Dawn yelled down. Buffy heard her moving around upstairs and took a calming
breath. After the not so cool confrontation that morning, the last thing the
elder Summers wanted was another ‘talk’ with her sister.
“Ohhh
-- cool, can I have this? I love lava lamps!” Dawn called down, utterly
oblivious to the fact that Spike had not replied.
Something
resembling a growl escaped Buffy’s throat. She felt oddly possessive of
Spike’s belongings and the idea that her sister was pawing her way through
the boxes she had carefully packed annoyed her. It registered dimly the
about face she had undergone since the moment she had watched him leave her,
crumbling to dust. Her entire worldview had shifted in that instant and now
she was filled with a poignant regret of everything that they might’ve had
and now never would. A wracking sob escaped her tightly controlled body and
she groaned.
“Eww
– Spike have you got a skank down there? I can hear her! I wanted to talk
to you about the beaaatch that is my si…Bu…Buffy?” Dawn squeaked in
embarrassment as she froze on the ladder, her eyes taking in the sight of
her sister standing in the now empty room.
“Oh
my god, what have you done?” Dawn shrieked. “Did you make him leave?

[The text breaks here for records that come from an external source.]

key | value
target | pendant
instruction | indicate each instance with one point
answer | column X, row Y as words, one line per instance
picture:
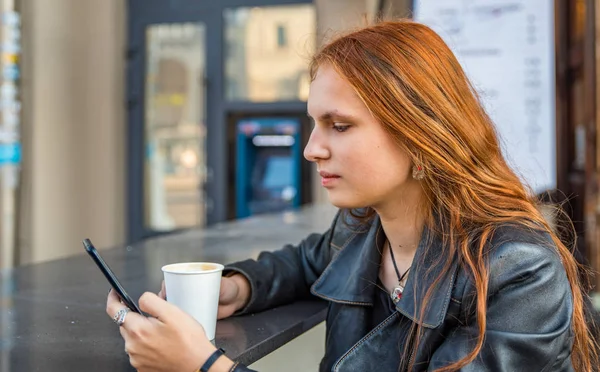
column 396, row 294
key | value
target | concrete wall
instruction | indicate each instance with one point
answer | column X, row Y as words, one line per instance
column 74, row 126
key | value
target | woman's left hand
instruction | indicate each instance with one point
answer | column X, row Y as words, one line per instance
column 170, row 340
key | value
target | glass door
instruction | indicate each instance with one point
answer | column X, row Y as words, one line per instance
column 175, row 165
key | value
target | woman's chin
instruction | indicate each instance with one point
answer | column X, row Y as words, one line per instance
column 345, row 203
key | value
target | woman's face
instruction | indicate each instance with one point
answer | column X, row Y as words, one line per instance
column 359, row 163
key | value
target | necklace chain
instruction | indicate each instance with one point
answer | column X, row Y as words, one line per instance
column 400, row 277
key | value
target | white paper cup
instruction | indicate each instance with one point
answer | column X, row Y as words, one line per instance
column 194, row 287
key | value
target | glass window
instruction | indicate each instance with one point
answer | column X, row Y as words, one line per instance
column 175, row 169
column 281, row 37
column 267, row 52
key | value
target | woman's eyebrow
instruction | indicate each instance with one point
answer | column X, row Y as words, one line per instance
column 333, row 115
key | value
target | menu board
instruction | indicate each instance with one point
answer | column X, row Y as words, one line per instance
column 507, row 50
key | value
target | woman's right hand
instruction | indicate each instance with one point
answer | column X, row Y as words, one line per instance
column 234, row 295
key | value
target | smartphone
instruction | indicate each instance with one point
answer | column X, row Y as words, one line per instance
column 110, row 276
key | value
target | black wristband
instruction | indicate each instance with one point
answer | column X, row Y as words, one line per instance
column 212, row 359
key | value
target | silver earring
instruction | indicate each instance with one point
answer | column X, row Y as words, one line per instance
column 418, row 172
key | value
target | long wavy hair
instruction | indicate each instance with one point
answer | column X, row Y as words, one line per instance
column 413, row 84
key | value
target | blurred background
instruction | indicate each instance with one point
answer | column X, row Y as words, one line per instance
column 122, row 120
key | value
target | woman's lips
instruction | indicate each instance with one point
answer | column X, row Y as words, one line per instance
column 327, row 179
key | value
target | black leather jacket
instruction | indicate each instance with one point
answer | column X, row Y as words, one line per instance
column 529, row 301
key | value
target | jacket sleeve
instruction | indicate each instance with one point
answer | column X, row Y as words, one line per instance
column 528, row 318
column 283, row 276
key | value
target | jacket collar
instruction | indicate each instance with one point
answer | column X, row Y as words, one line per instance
column 351, row 276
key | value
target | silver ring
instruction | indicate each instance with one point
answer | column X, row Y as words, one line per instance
column 119, row 317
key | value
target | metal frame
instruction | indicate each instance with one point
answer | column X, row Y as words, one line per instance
column 143, row 13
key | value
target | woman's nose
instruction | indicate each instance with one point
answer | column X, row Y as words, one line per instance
column 316, row 148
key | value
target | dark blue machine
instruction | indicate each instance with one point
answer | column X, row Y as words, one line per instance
column 269, row 158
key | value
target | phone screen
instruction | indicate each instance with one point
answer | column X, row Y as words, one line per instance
column 110, row 276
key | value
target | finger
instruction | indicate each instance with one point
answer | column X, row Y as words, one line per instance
column 227, row 291
column 113, row 303
column 157, row 307
column 163, row 291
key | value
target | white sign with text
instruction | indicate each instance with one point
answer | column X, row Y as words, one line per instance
column 507, row 50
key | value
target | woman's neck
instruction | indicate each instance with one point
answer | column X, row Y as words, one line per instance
column 403, row 224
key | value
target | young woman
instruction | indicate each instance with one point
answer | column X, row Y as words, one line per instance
column 439, row 259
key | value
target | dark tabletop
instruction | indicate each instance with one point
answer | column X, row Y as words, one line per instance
column 53, row 314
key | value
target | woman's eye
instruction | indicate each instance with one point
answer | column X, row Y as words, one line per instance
column 340, row 128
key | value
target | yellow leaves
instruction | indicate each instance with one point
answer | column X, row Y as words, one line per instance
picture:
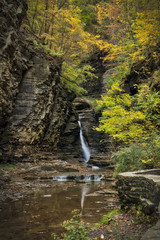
column 129, row 118
column 147, row 29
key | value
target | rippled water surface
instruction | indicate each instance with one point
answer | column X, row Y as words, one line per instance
column 42, row 213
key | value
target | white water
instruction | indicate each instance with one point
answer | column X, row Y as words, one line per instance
column 84, row 145
column 85, row 190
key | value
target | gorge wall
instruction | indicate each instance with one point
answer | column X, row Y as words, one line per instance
column 34, row 106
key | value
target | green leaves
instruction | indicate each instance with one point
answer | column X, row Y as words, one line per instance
column 129, row 118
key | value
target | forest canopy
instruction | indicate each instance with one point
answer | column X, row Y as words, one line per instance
column 127, row 33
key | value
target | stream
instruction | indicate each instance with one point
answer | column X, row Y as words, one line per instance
column 38, row 215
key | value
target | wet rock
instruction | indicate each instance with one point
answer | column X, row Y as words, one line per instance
column 4, row 178
column 100, row 160
column 141, row 186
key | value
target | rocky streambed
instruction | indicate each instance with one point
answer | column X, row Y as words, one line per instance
column 37, row 196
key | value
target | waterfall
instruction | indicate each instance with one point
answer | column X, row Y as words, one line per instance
column 85, row 190
column 84, row 145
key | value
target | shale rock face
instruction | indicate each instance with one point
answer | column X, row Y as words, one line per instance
column 11, row 63
column 141, row 186
column 35, row 107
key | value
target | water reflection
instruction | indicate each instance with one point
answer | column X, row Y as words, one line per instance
column 40, row 214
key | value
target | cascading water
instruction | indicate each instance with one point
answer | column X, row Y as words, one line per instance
column 84, row 145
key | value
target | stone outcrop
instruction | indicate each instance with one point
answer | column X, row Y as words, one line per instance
column 35, row 108
column 142, row 187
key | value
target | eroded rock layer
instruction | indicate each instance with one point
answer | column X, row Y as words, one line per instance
column 35, row 107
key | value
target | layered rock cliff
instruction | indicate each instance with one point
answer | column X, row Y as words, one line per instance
column 34, row 106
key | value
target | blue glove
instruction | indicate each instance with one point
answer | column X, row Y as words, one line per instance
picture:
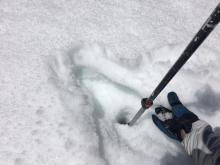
column 171, row 122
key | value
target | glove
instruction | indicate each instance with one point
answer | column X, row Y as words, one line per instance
column 171, row 122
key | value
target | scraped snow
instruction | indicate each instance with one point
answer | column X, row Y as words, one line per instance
column 71, row 69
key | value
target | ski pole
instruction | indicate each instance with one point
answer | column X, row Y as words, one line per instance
column 197, row 40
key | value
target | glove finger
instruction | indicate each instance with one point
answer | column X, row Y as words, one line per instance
column 162, row 126
column 178, row 108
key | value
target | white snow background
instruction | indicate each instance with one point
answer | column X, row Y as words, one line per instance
column 70, row 68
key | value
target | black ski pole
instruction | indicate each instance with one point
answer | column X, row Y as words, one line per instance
column 205, row 30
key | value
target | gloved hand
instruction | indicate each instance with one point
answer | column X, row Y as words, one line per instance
column 171, row 122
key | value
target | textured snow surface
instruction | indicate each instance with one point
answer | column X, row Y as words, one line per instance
column 69, row 69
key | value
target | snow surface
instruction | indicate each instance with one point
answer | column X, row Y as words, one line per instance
column 70, row 69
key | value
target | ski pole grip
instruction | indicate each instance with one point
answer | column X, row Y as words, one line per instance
column 146, row 103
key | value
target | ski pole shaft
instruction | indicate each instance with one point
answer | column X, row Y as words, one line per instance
column 197, row 40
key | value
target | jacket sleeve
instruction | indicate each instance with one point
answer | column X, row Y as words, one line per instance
column 202, row 144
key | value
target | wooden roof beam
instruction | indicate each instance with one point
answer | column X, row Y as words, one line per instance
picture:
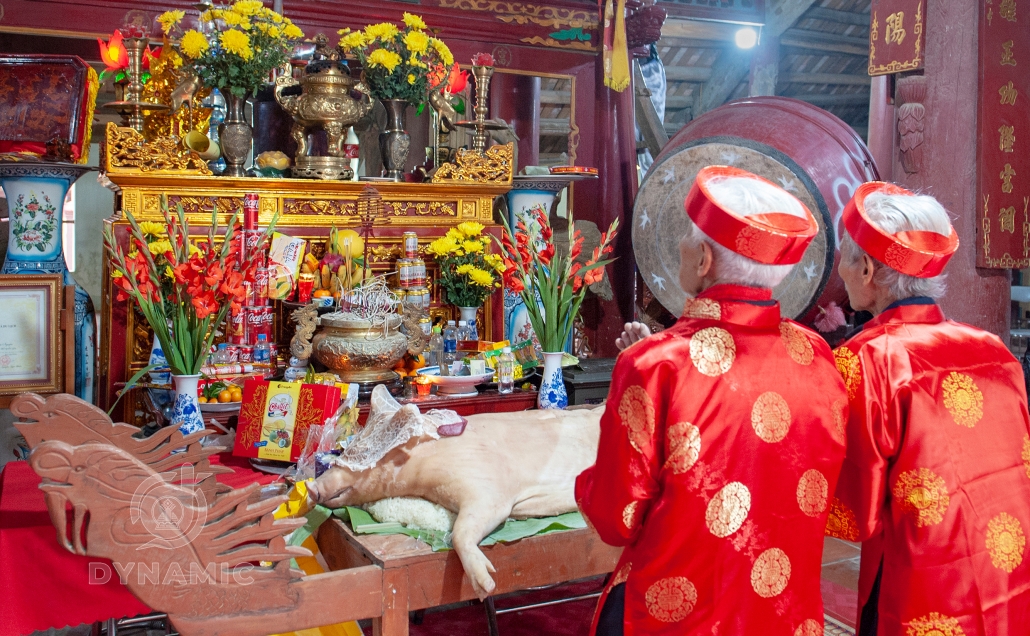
column 834, row 78
column 845, row 18
column 732, row 67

Where is he?” Her voice was rapidly reaching supersonic levels when Buffy
snapped and did exactly what Tara had ached to do earlier. Her thin hand
snapped out and smacked Dawn across the face.
“Stop
it!” Buffy cried out, tears of anger and sorrow colouring her voice. She
had done something that her mom had never done, lashed out. But Dawn was
wearing on her last nerve and after the last twelve hours, Buffy had no
patience left.
“You
hit me.” Dawn’s eyes were massive over her hand, which was cupping her
swelling mouth. “I’m gonna tell mo…” She trailed off when she
realised that her knee jerk threat to tell their mom was futile.
She was gone. Dawn tried not to cry, and she didn’t want Buffy or
anyone else to know about the stain of hurt from her mother’s death that
still lingered on her heart.
“Enough,
Dawn.” Buffy’s voice held a world-weariness that any mother would
recognise in an instant. “Sit down, I need to tell you something.”
For
once Dawn was mute and plopped down on a coffin. Buffy stared at the coffin
with tear stained eyes. It was
the same coffin that she and Spike had sat on while she got drunk and he
promised to fix her life. “Oh…” She reached up in what was rapidly
becoming a habit and clutched at the locket, the tears swimming in her eyes
causing her to miss the narrowing of her younger sister’s.
“Where’s
Spike? How come you’re here?” Dawn asked angrily.
“I…Dawn…oh
god.” Buffy sat gingerly down next to Dawn and reached over with her free
hand and tried to stroke her sisters long hair, only to be denied. Dawn
shied away, thinking that her sister was going to smack her in the mouth.
A small part of her piped up saying she had deserved it and to stop
making her sister’s life hell. Dawn focused on that tiny bit of her
conscience and straightened.
Concern
filled her eyes. “What’s happened?”
“Spi…he…Dawn,
I tried to get to him but they were too fast and then he was gone,” Buffy
babbled.
“Gone
where?” Dawn asked confused.
Buffy’s
hands shook and then steadied as she carefully opened the locket and
revealed the small amount of dust she had hidden in it.
“No!” Dawn screamed. “No…no…no…nooooooooo.”